Results 1 to 29 of 29

Thread: CM4

  1. #1
    Member
    Join Date
    Nov 2013
    Location
    US
    Posts
    131
    Thanks
    31
    Thanked 29 Times in 19 Posts

    CM4

    Here's one of two new context modellers I'm working on. It uses PAQ counters, a match model and SSE in the following way:

    The counters count up to order-10, but after each bit, the counter pointer will only advance to another position within 512 bytes of the original position, rather than a completely new index for every bit. Basically, index = hash + ctx0 + (ctx0 % 79 + ctx0 % 52). Accessing memory this way almost doubles the overall speed. Nibble-based hashing is a cleaner idea, but I found it had more collisions, so it's in the other (much faster) program.

    The match model is a circular buffer of text and a hash table mapping order-8 hashes to indices, so a match can be tested in O(1) time. If there is no match, the probability is taken from the counters (no SSE). Matches are broken when the expected match bit is wrong. Otherwise, SSE sets the probability to sse[6-bit quantized probability][((log2(match length) + bit index) << 1) | expected match bit] and updates itself with *sse += ((cur_bit << SSE_SCALE) - *sse) >> UPDATE_WEIGHT.

    It achieves good compression with enwik, but it's too slow for practical use and needs a lot of memory (although it's just for benchmarking). I have some ideas from ccm and elsewhere in another simpler CM (low order probability + SSE, if matched, another SSE + match), I will post that when it's ready.
    Attached Files Attached Files
    Last edited by cade; 23rd January 2014 at 02:52. Reason: Fixed a term in the description

  2. The Following User Says Thank You to cade For This Useful Post:

    Matt Mahoney (23rd January 2014)

  3. #2
    Expert
    Matt Mahoney's Avatar
    Join Date
    May 2008
    Location
    Melbourne, Florida, USA
    Posts
    3,255
    Thanks
    306
    Thanked 778 Times in 485 Posts
    Very nice. It moves up to 24'th in LTCB, up from 38. http://mattmahoney.net/dc/text.html#1707

  4. The Following User Says Thank You to Matt Mahoney For This Useful Post:

    cade (23rd January 2014)

  5. #3
    Member
    Join Date
    Nov 2013
    Location
    US
    Posts
    131
    Thanks
    31
    Thanked 29 Times in 19 Posts
    Thanks for taking the time to test all of our compressors.

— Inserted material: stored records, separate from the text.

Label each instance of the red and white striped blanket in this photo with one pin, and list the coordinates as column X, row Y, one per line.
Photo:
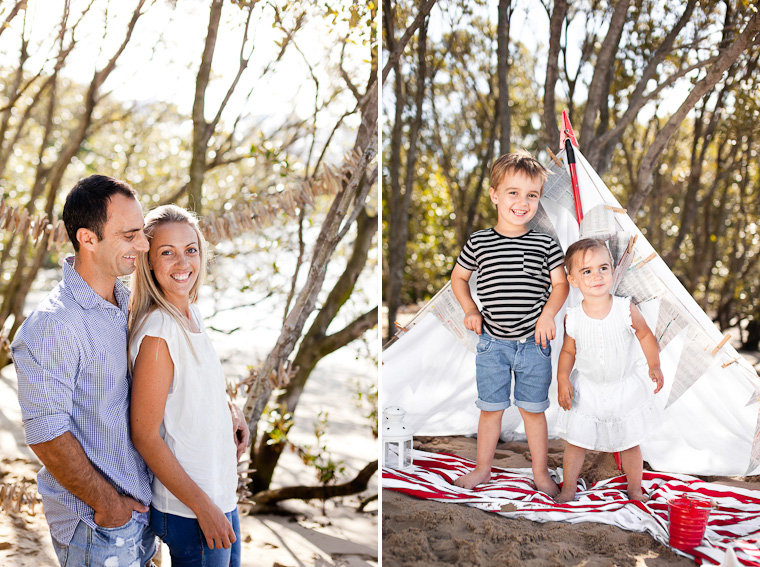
column 734, row 522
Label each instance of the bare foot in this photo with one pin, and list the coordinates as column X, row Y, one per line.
column 566, row 496
column 638, row 494
column 545, row 484
column 472, row 479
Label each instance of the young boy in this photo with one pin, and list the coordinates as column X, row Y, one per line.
column 515, row 268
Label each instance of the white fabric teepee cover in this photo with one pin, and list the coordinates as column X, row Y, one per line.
column 709, row 401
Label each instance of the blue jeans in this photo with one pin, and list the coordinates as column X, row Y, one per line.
column 495, row 362
column 187, row 545
column 131, row 545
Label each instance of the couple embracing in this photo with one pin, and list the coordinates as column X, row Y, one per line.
column 122, row 395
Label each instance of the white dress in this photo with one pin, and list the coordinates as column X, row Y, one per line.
column 613, row 409
column 197, row 424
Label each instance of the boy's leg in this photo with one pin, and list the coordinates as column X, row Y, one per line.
column 489, row 429
column 572, row 463
column 537, row 433
column 633, row 466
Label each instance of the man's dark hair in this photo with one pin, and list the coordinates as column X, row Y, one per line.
column 87, row 204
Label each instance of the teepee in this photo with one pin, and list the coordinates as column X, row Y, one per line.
column 710, row 401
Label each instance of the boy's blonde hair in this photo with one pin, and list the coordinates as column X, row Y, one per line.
column 579, row 249
column 519, row 161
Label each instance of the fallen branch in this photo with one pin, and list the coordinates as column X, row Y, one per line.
column 358, row 484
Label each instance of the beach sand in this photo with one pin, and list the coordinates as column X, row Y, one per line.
column 339, row 536
column 423, row 533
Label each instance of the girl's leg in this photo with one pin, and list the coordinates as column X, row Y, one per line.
column 633, row 466
column 187, row 545
column 489, row 429
column 236, row 550
column 537, row 433
column 572, row 463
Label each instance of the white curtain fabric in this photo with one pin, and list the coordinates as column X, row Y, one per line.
column 708, row 430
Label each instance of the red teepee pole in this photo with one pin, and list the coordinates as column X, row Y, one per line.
column 568, row 141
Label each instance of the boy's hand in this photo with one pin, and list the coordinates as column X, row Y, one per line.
column 545, row 330
column 566, row 394
column 473, row 320
column 656, row 375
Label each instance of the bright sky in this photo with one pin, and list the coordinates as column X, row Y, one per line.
column 161, row 61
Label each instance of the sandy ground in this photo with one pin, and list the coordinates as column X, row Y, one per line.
column 417, row 533
column 339, row 537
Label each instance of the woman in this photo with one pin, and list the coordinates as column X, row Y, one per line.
column 180, row 419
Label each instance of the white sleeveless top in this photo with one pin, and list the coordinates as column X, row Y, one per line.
column 613, row 409
column 197, row 424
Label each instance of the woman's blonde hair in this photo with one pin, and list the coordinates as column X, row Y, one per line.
column 146, row 294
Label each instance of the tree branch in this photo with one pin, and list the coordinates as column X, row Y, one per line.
column 355, row 486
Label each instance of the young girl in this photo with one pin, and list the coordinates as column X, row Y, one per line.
column 180, row 419
column 609, row 405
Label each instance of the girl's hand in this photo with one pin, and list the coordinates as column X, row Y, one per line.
column 216, row 528
column 473, row 320
column 566, row 394
column 546, row 330
column 656, row 375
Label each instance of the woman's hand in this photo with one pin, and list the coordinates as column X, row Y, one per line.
column 216, row 528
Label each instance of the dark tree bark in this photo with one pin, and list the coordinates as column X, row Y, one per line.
column 401, row 197
column 502, row 57
column 549, row 116
column 605, row 60
column 355, row 486
column 747, row 37
column 316, row 344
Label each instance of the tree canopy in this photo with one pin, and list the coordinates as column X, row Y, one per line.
column 663, row 98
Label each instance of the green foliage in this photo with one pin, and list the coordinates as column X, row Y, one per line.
column 366, row 400
column 279, row 423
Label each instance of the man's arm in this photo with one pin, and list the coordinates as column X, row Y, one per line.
column 45, row 381
column 66, row 460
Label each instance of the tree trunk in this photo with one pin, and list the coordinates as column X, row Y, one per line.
column 355, row 486
column 502, row 57
column 644, row 185
column 400, row 199
column 597, row 95
column 201, row 130
column 549, row 117
column 316, row 344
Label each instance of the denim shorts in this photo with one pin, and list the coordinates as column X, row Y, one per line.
column 131, row 545
column 495, row 363
column 187, row 545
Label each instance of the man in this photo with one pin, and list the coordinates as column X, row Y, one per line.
column 74, row 384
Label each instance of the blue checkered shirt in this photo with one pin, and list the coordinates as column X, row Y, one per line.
column 71, row 362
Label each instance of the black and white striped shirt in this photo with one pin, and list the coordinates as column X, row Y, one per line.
column 513, row 278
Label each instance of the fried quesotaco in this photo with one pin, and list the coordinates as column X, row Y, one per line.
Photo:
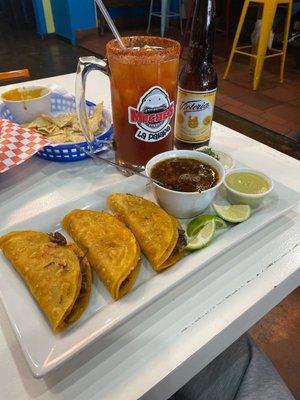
column 158, row 233
column 56, row 273
column 111, row 248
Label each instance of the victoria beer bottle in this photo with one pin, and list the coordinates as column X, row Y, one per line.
column 197, row 82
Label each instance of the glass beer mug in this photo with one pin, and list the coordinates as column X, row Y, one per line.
column 143, row 79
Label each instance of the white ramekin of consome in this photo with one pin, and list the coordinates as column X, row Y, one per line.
column 185, row 204
column 252, row 199
column 28, row 109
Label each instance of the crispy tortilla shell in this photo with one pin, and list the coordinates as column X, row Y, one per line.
column 155, row 230
column 56, row 274
column 110, row 247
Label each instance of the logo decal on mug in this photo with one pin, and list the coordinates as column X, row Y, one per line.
column 152, row 115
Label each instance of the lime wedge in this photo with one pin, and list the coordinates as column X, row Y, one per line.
column 197, row 223
column 235, row 213
column 204, row 237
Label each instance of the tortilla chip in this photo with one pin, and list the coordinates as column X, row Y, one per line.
column 65, row 127
column 155, row 230
column 111, row 248
column 56, row 274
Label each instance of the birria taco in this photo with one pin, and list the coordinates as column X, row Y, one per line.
column 158, row 233
column 57, row 274
column 110, row 247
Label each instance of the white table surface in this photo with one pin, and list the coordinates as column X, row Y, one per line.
column 163, row 347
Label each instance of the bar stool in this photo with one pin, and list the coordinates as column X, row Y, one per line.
column 188, row 25
column 164, row 15
column 269, row 11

    Here's something small I found interesting with the encoder in PAQ8:
    Code:
    if (mode==DECOMPRESS) y=x<=xmid; else y=i;
    y ? (x2=xmid) : (x1=xmid+1);
    Decoding needs two branches, switching it to this (single difference) made a large difference in decoding speed: 0.41 vs 0.49 seconds in a test case with simple CM.
    Code:
    int bit;
    x <= xmid ? (x2 = xmid, bit = 1) : (x1 = xmid + 1, bit = 0);
    Back to experimenting. The range coder is 21-25% of the total encoding and decoding time for the fast CM4, I wonder if there are faster ways to do it.

  6. #4
    Member
    Join Date
    Jun 2008
    Location
    G
    Posts
    372
    Thanks
    26
    Thanked 22 Times in 15 Posts
    did you try FSE?

  7. #5
    Member
    Join Date
    Nov 2013
    Location
    US
    Posts
    131
    Thanks
    31
    Thanked 29 Times in 19 Posts
    Not yet, do you think it's appropriate for a binary range coder? The overhead for FSE seems a lot higher.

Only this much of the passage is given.